Ma pratique utilise le langage comme médium principal : l’écriture se mélange à une exploration visuelle et formelle. Cela m’amène à travailler le texte en prenant en compte sa relation avec la matière, le mur, la page, l’écran, le son ou l’espace. Pour cela, j’ai recours à une diversité de techniques : j’utilise des procédés d’impression traditionnels et numériques (sérigraphie, gravure, jet d’encre, risographie, etc. ), la photographie, le collage, le son, tout comme des outils sociologiques tels la collecte d’archives, l’entrevue et l’enquête.

D’une manière générale, mes travaux s’intéressent aux silences inscrits dans notre histoire, invisibles, mais révélés par mon travail visuel et scriptural. J’explore ce thème en travaillant avec la mise en fiction des documents, avec la nature poétique de l’archive, ainsi qu’avec le montage et son aspect collaboratif. J’ai beaucoup exploré ces dernières années des modes de narration qui utilisent une pluralité de voix pour témoigner des silences et des mouvements d’effacements qui ont lieu dans les marges de l’Histoire. J’ai aussi travaillé sur les formes mineures comme l’entrevue ou la correspondance, et la micro publication comme mode de diffusion.

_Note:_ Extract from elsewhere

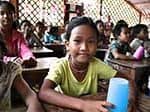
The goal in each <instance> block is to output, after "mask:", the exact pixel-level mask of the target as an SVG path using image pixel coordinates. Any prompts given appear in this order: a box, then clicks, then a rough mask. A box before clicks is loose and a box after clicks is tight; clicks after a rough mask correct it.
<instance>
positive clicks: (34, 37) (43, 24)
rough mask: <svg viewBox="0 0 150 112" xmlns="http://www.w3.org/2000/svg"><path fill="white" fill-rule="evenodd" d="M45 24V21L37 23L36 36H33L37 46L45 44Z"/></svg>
mask: <svg viewBox="0 0 150 112" xmlns="http://www.w3.org/2000/svg"><path fill="white" fill-rule="evenodd" d="M45 29H46V27H45V25H44V23H43V22H40V21H38V22H37V23H36V24H35V30H34V37H32V38H31V39H32V43H33V44H34V45H35V46H37V47H42V46H43V38H44V33H45Z"/></svg>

Toujours, cette recherche s’accompagne d’une interrogation sur les pratiques d’exposition de l’imprimé pour y apporter un renouveau. Quelle relation le livre entretient-il avec l’exposition ? Comment réinterpréter le texte dans l’espace en jouant avec les matériaux, les volumes et les dimensions ? Ces questions, qui sont loin d’être résolues, m’amènent à proposer des explorations variées faisant de l’exposition tantôt l’annexe d’un livre en cours, tantôt la réinterprétation d’un projet.